A lot of diagnostic clinical microbiology laboratories create an annual antibiogram at the start of each year in order to inform laboratory users of local susceptibility rates for common microbe/antibiotic combinations. Here is a link to the one for my own laboratory.
It is a time honoured tradition, a ritual of sorts… There would be uproar from the clinicians if we didn’t produce it.
And yet such antibiograms are fundamentally flawed…
They are overly simplistic because resistance rates can vary markedly in different patient cohorts and different sample types.
Take the following examples (based on my local data searches):
- Antibiotic resistance rates for urinary isolates differ markedly according to age and sex. Urinary isolates from young women have much lower resistance rates to uropathogens than old men, with the difference being up to 25% depending on what microbe/antibiotic is being tested. This has very obvious implications for empirical antibiotic choices for UTI in different population cohorts.
- Staphylococcus aureus resistance rates to mupirocin are much higher in young people with recurrent skin infections than in the (elderly) cohort about to go elective joint replacement.
- MRSA rate as a percentage of total Staphylococcus aureus isolates is significantly higher in superficial wound swabs than it is in blood cultures.
These are just a few examples of many, but the common theme here is that different exposure rates to particular antibiotics in different population cohorts lead to different resistance rates.
So I suspect the days are numbered of static antibiograms shown in table form on an A4 sheet of paper.
So last year!
I see the future being an electronic interactive antibiogram, possibly in the form of a smartphone “app”. The clinician enters a few important variables, such as patient age, sex, sampling site, and community/hospital patient, along with the microbe isolated. The app then calculates a more accurate antibiogram based on the particular cohort that this patient falls into.

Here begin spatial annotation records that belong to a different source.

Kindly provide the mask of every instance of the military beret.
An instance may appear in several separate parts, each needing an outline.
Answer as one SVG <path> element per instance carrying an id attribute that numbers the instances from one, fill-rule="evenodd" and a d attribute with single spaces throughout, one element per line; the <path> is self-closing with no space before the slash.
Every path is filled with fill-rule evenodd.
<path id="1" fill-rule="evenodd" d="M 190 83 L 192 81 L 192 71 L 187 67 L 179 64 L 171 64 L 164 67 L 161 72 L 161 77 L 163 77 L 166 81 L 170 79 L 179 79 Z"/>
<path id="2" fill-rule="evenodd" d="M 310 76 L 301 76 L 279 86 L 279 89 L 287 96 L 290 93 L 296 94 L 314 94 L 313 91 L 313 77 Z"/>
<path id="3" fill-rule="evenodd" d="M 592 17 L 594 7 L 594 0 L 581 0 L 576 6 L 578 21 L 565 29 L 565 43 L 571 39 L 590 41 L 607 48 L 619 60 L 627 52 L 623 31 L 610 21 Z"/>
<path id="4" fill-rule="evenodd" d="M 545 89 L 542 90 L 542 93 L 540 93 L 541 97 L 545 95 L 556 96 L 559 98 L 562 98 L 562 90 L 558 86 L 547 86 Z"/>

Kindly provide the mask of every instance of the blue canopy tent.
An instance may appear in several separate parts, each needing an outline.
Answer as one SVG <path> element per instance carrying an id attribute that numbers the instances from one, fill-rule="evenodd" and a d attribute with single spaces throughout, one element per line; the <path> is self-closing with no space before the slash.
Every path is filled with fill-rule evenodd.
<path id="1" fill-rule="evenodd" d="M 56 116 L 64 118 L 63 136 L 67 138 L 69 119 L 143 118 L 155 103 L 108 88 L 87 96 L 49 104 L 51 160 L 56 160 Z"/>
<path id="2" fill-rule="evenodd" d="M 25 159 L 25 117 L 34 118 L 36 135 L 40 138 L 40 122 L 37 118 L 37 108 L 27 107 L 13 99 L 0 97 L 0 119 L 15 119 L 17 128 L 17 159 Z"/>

This is the future, I am sure of it.
The only downside to such an approach is by splitting the total susceptibility data available into different cohorts, the sample size for analysis goes down, which can then lead to bigger margins of error in the results for less common microbe/antimicrobial combinations. This however could be addressed in the app by adding a disclaimer to resistance rates calculated from small sample numbers.
And maybe an interactive electronic antibiogram is in existence already, in an ultra-progressive laboratory somewhere… If so, please let me know!
I had better get started on creating that app!